The project was discussed with commissioners in December. Sweat said he believes the timing of the holidays and vacations has delayed official approval, which he said could come within the next couple of weeks.
"They have several locations where they co-share equipment and it's pretty standard practice between them and MARCS to co-share and utilize each other's towers for their projects," Sweat said. "It's not something where they have to start from scratch."
The county already has a tower near Lucas.
Commissioners have set aside $775,000 in their 2020 capital improvement budget for the project, which would include $300,000 for equipment on each tower and $124,000 for three back-up repeaters.
Sweat said Tuesday the funds for the repeaters could be deferred until 2021. The MARCS system currently has three towers in Richland County, located at 3240 Ohio 430, one mile north of Mansfield on Ohio 13 and 6469 Garber Road in Bellville.
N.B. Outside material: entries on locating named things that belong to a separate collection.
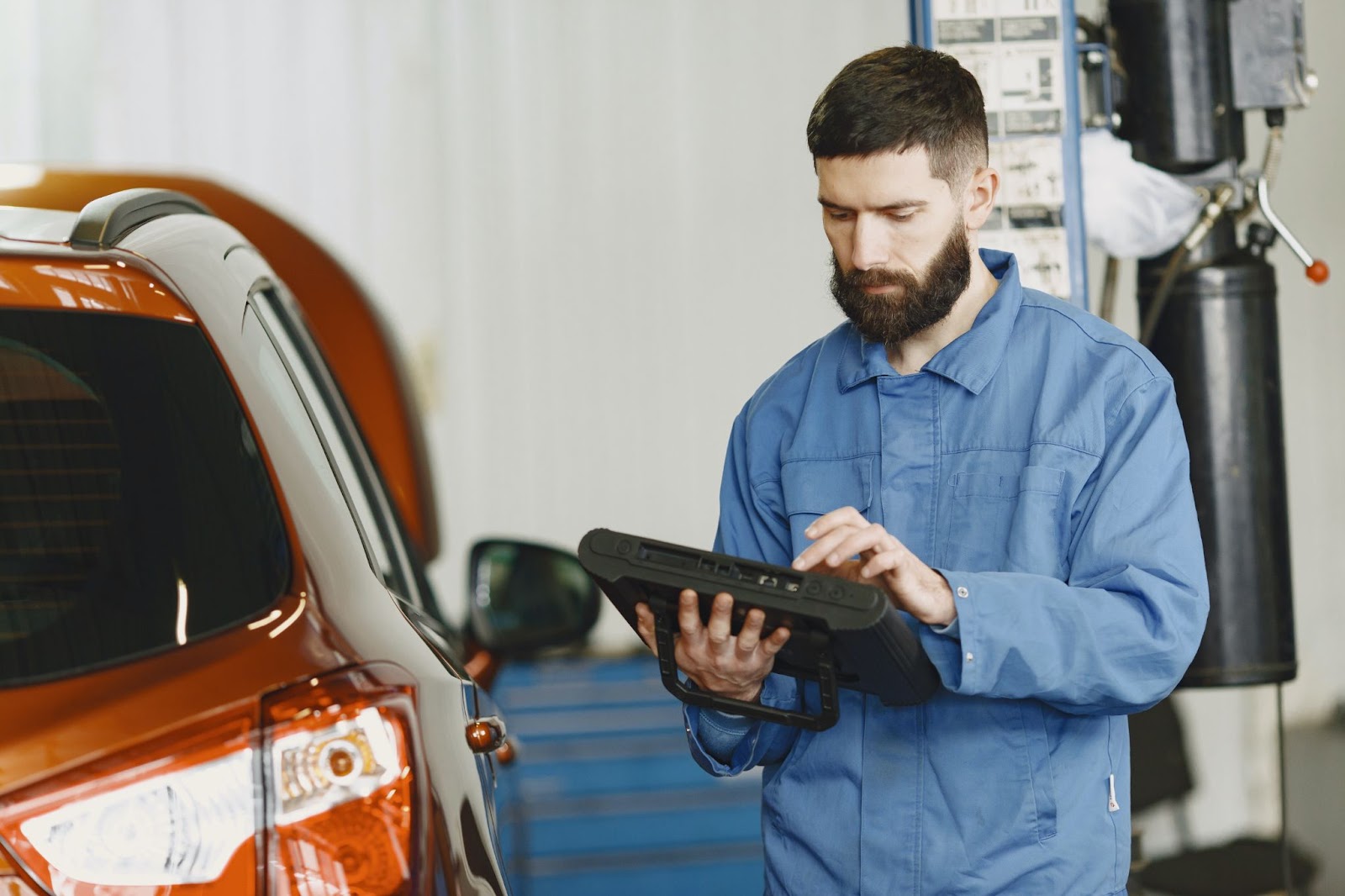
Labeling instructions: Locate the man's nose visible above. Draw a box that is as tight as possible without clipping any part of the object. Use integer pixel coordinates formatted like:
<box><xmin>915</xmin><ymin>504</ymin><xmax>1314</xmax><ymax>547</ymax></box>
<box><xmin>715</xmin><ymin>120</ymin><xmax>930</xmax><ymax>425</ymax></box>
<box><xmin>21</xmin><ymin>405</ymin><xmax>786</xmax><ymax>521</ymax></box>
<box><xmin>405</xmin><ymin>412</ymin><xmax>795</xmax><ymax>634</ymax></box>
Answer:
<box><xmin>850</xmin><ymin>215</ymin><xmax>888</xmax><ymax>271</ymax></box>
Township fire departments around Richland County individually applied and have been authorized a total of about $550,000 in grants through the state fire marshal's office for equipment they will need for the upgrade.
During the meeting in December, Madison Township Fire Chief Ron Luttrell told commisioners the change to MARCS from the current VHF system would increase coverage and reliability and also improve the ability of departments to communicate with one another.
The current system was installed in 1990.
Also on Tuesday, commissioners delayed action on a request from the sheriff's department to add $30,000 to the capital fund for new cruisers. Commissioners had approved $220,000 in the 2020 budget and Masi said an additional $30,000 would allow the purchase of five vehicles, instead of four.
Commissioners said they would wait to see if AEP approves the tower usage before approving the additional funds.